3D Secure 2.0: What does it mean?

3D Secure 2.0: What does it mean?

When it comes to making a digital purchase, verifying the transaction and the identity of the consumer becomes increasingly important and challenging. Helping issuers and merchants distinguish good transactions from bad will mitigate fraud, while allowing transactions to continue to happen at lightning speed. 3-D Secure 2.0 is an important advancement in this effort that will help prevent fraud and accelerate digital commerce with fast, secure authentication. Keep reading to learn more about 3D Secure technology.


   1. What is a 3D Secure 2.0 technology?

3D Secure 2.0 technology is a security protocol that adds a layer of protection to card-not-present transactions by verifying the customer’s identity. The newly upgraded 3D Secure 2.0 brings merchants more value than ever before: It supports a wider range of card-not-present, e-commerce, in-app, mobile wallet, and MOTO (mail order telephone order) payments, and uses over 150 customer- and transaction-specific data points to authenticate transactions.


   2. How does 3D Secure 2.0 work?

As mentioned before, 3D Secure 2.0 analyses over 150 key data points, including the merchant’s contextual data, acting as an advanced layer of fraud protection. The cardholder enters their card details at checkout. At this point, the merchant’s 3D Secure service provider sends an authentication request with rich data to the issuer. This data includes a varying amount of cardholder and device information upon regional or market law restrictions, such as device ID, MAC address, geo-location, previous transactions etc.


Then, the issuer’s 3D Secure service provider assesses the transaction risk. If the transaction is determined as high-risk, the transaction goes through a challenge. In other words, it prompts the cardholder to verify their identity using biometrics, and/ or two-factor authentication, i.e., a one-time password, a fingerprint etc. If the transaction is deemed as low-risk, no further action is required on the cardholder’s end. The issuer sends the authentication result to the merchant, who in turn submits the transaction for authorisation with a flag indicating the authentication result.


   3. 3DS 1.0 vs. 3DS 2.0

Most shoppers have experienced, at least once, the limitations of the 3DS 1.0 protocol through non-browser e-commerce transactions; paying on mobile devices or in-app can sometimes be a frustrating experience and not quite user-friendly.

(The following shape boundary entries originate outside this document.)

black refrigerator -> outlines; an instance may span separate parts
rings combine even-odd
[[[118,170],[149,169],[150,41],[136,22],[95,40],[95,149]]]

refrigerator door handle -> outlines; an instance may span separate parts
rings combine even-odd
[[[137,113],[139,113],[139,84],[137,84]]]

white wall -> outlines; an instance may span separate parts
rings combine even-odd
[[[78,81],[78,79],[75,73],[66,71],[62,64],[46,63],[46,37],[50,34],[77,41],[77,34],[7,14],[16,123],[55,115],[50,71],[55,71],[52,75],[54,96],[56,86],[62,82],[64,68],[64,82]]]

The 3DS 2.0 protocol – created, owned and managed by Visa, Mastercard, UnionPay, American Express, Discover and JCB – has been developed with the goal of improving the overall performance of the 3DS program and supports the payments industry in delivering a global, interoperable and consistent user experience across all e-commerce channels and connected devices. So here are the main features of 3D Secure 2.0:


  • Improved shopping experience 

With more people shopping through apps, 3D Secure 2.0 improves their shopping experience by authenticating app-based transactions quickly and seamlessly.


  • Enhanced data sharing 

It provides enhanced data sharing between the issuer and merchant banks, allowing the issuing card bank to make better risk decisions. 

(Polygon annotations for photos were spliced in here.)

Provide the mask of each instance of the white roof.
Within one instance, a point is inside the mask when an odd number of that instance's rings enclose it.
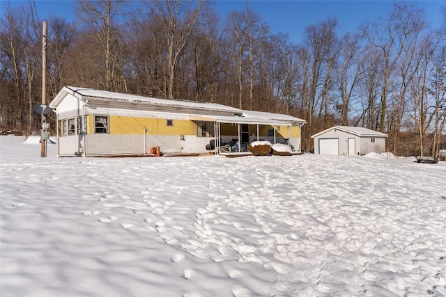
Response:
[[[293,123],[305,124],[304,120],[291,115],[271,113],[262,111],[243,111],[234,107],[216,103],[203,103],[192,101],[166,99],[143,97],[132,94],[123,94],[91,88],[67,86],[63,87],[49,104],[52,108],[56,108],[65,97],[70,94],[79,99],[95,99],[97,100],[128,102],[154,106],[165,106],[177,108],[186,108],[199,111],[223,111],[228,115],[190,115],[191,120],[225,122],[232,124],[272,125],[277,126],[291,126]],[[201,113],[201,112],[200,112]],[[229,115],[233,114],[233,116]]]
[[[266,113],[264,111],[243,111],[243,116],[246,118],[263,118],[268,120],[275,120],[279,121],[286,121],[291,122],[300,122],[305,124],[305,120],[300,119],[291,115],[282,115],[281,113]]]
[[[62,90],[56,96],[51,102],[50,106],[56,107],[61,101],[66,93],[72,94],[75,96],[86,97],[89,98],[103,99],[106,100],[117,100],[134,103],[141,103],[157,106],[166,106],[172,107],[191,108],[195,109],[213,110],[222,111],[240,112],[240,109],[226,105],[216,103],[203,103],[194,101],[167,99],[153,98],[151,97],[143,97],[132,94],[123,94],[116,92],[109,92],[105,90],[95,90],[78,87],[63,87]]]
[[[228,124],[250,124],[250,125],[272,125],[275,126],[291,126],[289,121],[280,121],[277,120],[268,120],[266,118],[252,118],[245,116],[229,116],[229,115],[191,115],[192,120],[199,120],[203,122],[216,122]]]
[[[334,126],[312,136],[312,138],[317,137],[325,132],[337,129],[357,136],[387,137],[387,134],[362,127]]]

  • Better authentication 

This new protocol gives the customer better authentication options in risky transactions, like using a biometric or one-time password. 


  • Single authentication 

Rather than clicking through a browser redirection process, 3D Secure 2.0 allows customers to go through a single authentication message flow. The streamlined checkout process improves the experience for customers using mobile devices.

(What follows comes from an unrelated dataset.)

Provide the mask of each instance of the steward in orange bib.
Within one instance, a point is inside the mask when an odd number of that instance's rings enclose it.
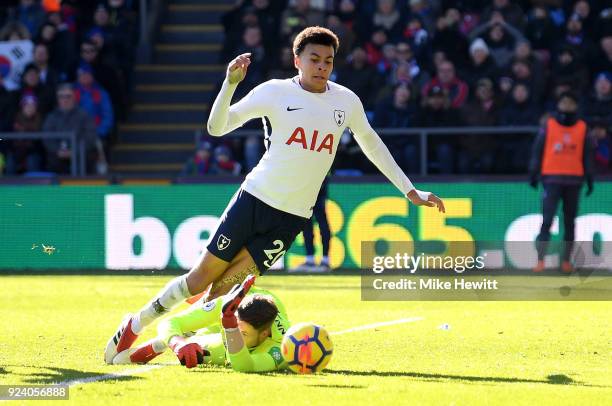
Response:
[[[569,93],[557,101],[557,113],[550,117],[535,140],[529,165],[530,185],[537,188],[542,181],[542,227],[537,237],[538,263],[534,272],[544,270],[544,256],[550,241],[550,227],[563,200],[564,249],[561,270],[572,272],[570,263],[574,241],[574,220],[582,182],[587,193],[593,193],[592,156],[594,143],[587,135],[587,125],[578,118],[578,101]]]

   4. When will 3D Secure 2.0 become mandatory?

A new standard, 3D Secure 2.0 is now being promoted as a solution for SCA under PSD2. Card brands are trying to reduce fraud which is a common goal of the directive. The larger the portion of the ecosystem that they can get to adopt 3DS2 as the solution for PSD2 the better. Which is why they have issued network mandates requiring issuers to implement 3DS2. The SCA requirement came into force on 14 September 2019. However, with the approval of the European Banking Authority, several EEA countries have announced that their implementation will be temporarily delayed or phased, with a final deadline set for 31 December 2020.


   Concluding Remarks

3-D Secure has been around for years and creates an authentication data connection between digital merchants, payment networks and financial institutions to be able to analyse and share more intelligence about transactions. The new 2.0 version of the technology enables a real-time, secure, information-sharing pipeline that merchants can use to send an unprecedented number of transaction attributes that the issuer can use to authenticate customers more accurately without asking for a static password or slowing down commerce. 3D Secure 2.0 is a huge leap forward in the world of online payments. Not only does the technology offer smoother shopping experiences, but it also takes online payment security to a whole different level.